The Damascus Spring was followed by a campaign of arrests. This included the arrest of Syrian Member of Parliament Mamoun Alhomsi and one of Damascus Spring leaders and Member of Parliament Riad Seif, who published a report calling on parliament to investigate the granting of a business license to Assad’s cousin Rami Makhlouf. Additionally, the early amnesties were not expanded upon, and Assad’s security apparatus continued arresting political dissidents and journalists.
Also notable in the early years of Assad’s presidency was the assassination of Lebanese Prime Minister Rafik Hariri in February 2005. The assassination impacted the West’s relationship with Syria. The European Union suspended communications with Damascus on an EU association agreement, and talks were not reopened until two years later. The assassination demonstrated to those outside of Syria that the Assad government operates through corrupt means to ensure power and stifle opposition.
The Second Decade: Revolution and Violations
In January of 2011, following the beginning of protests as part of the Arab Spring, Assad sat down for a one-on-one interview with the Wall Street Journal. The interview is a window into Assad’s inability to understand the demands of the Syrian people. In response to the interviewer’s question about whether Assad was concerned that the protests in Egypt could inspire protests in Syria, he replied that “Egypt has been supported financially by the United States, while we are under embargo by most countries of the world. We have growth although we do not have many of the basic needs for the people. Despite all that, the people do not go into an uprising.” By focusing on external factors such as foreign financing and embargoes, Assad brushes aside the other sources for the discontent that would soon erupt, decades of corruption and oppression by his own government.
Not long after the interview, peaceful protests began across Syria asking for change in the oppressive government. Their requests were met with a heavy military response. Assad’s shut-down of peaceful dissent is the systematic product of decades of authoritarianism by the Ba’ath party, and set in stone by the arrests of political prisoners ahead of 2011.
Now nearing 10 years of conflict, the Syrian people have seen the destruction of civilian infrastructure, the besiegement by the Syrian government of civilians in towns occupied by opposition forces, the use of chemical weapons against civilians, and thousands of missing persons at the hands of both the Syrian government and extremist groups.
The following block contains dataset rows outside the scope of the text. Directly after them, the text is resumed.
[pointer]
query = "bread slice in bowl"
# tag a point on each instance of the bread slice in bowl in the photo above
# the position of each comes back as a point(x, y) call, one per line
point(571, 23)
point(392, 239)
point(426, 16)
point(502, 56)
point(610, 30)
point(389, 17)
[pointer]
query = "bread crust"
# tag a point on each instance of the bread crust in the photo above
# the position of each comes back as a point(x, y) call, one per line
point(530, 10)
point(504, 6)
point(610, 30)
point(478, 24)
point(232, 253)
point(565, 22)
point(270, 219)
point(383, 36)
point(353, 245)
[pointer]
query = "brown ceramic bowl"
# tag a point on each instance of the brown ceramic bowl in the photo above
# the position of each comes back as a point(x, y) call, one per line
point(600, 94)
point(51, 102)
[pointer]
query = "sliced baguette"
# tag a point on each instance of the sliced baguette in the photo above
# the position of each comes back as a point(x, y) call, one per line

As he finishes 20 years in office, Assad has destroyed numerous parts of the country, leaving millions of civilians displaced, and hundreds of thousands more dead or missing.
SJAC’s report Walls Have Ears takes a deep look into the security sector in Syria and conveys how the Syrian government has utilized its security apparatus to commit human rights violations. The crimes committed during Syria’s nine years of conflict stem from a system of corruption and oppression and the institutions within the Ba’ath party and Syrian government, which were designed for that purpose. Because of this, justice measures must be created to address these institutions and their legacy of violations. As well as institutional reform, justice efforts must also include memorialization efforts, reparations to victims, a missing persons program, and the creation of a historical record of the violations and conflict in Syria.
During post-conflict peace-building, mechanisms must be built that ensure similar corruption and systematic violations are not repeated in Syria. With the systematic use of detention and missing persons as a standard practice against Syrian civilians, the international community must urge the Syrian government to release all names of detainees, both throughout the conflict and before the conflict, and make transparent the reasons why they were detained and if/when they were released. Finally, accountability must be at the forefront for victims who’ve survived violations across decades of the Ba’ath party’s rule in Syria.